Losses and Metrics

This post will cover the most common and useful deep learning loss functions and metrics.

Losses are functions that guide a model's optimization. Metrics are human interpretable measures that indicate how well a model is performing. Feel free to skip to specific sections:

Losses:

Mean Squared Error (MSE)
Cross-Entropy Loss (CE)
Kullback-Leibler (KL) Divergence

Loss Functions

Mean Squared Error (MSE)

Used for: Regression

Definition: Mean squared error is the mean of the squared error. That is, for every example, get the difference of the target and the prediction, square this difference, add these values together and divide by the number of examples: \[MSE = \frac{1}{n}\sum_{i=1}^{n}(y_i - \hat{y}_i)^2\] MSE gives more weight to larger differences due to squaring.

Cross-Entropy Loss (CE)

Used for: Classification

Definition: Cross-entropy loss is the loss obtained by taking the negative log of the probability corresponding to the target label, summing this up for all examples, and then dividing by the number of examples: \[CE = -\frac{1} {n} \sum_{i=1}^{n} \sum_{c=1}^{C} y_{i,c} * log(\hat{p}_{i, c})\] Here \(C\) is the number of classes. \(\hat{p}_{i,c}\) is the predicted probability for class \(c\) of example \(i\), and \(y_{i,c}\) is the target probability (typically 0 or 1) that example \(i\) belongs to class \(c\). For a given \(i\), typically only a single \(y_{i,c}\) will be nonzero. This has the effect of ignoring all output probabilities aside from the one that corresponds to the target class. Note that there are some cases where the target probability is soft (i.e., not just 0 or 1). One example is when training a student model to match a teacher model.

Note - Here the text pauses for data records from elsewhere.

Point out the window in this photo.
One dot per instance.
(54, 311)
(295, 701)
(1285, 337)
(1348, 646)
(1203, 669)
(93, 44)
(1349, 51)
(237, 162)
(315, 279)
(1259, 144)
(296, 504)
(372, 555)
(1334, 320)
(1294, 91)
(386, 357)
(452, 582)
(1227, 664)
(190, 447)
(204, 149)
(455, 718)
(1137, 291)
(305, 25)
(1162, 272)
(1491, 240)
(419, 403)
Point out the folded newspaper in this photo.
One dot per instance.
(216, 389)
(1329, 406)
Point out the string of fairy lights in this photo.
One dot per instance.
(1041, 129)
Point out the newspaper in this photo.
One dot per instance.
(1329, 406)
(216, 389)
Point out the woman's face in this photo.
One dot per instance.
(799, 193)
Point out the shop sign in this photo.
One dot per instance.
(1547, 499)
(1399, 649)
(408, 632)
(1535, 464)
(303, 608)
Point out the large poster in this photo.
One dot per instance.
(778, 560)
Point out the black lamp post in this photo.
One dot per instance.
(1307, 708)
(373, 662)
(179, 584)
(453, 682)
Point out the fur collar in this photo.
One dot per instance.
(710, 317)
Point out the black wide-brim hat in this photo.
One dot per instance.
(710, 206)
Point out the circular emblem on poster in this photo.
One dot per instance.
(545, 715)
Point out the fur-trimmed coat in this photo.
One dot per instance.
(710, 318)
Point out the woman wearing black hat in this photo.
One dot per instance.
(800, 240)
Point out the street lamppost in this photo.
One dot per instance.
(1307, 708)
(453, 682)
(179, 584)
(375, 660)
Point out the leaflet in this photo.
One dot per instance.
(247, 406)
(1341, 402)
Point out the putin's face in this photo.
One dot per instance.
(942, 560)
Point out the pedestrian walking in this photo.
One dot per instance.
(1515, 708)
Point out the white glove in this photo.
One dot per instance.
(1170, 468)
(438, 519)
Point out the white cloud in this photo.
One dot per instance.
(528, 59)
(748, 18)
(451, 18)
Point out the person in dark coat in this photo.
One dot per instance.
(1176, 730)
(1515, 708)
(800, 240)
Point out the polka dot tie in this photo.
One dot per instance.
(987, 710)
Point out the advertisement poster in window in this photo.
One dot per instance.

Cross entropy loss can be used for both binary and multiclass classification. When used for binary classification with a single output value, it's common to see it written as follows (often referred to as binary cross entropy loss, BCE): \[BCE = -\frac{1} {n} \sum_{i=1}^{n} y_{i} * log(\hat{p_i}) + (1 - y_{i}) * log(1 - \hat{p_i})\] This is saying, "When the label is 0, take the negative log of one minus the prediction. When the label is one, take the negative log of the prediction." It can also be used in the case where multiple classes appear in a single example. In this case, each potential class would have its own probability ranging from 0 to 1, and the BCE loss would be calculated for each class and averaged (over all classes and examples) to get a single loss value.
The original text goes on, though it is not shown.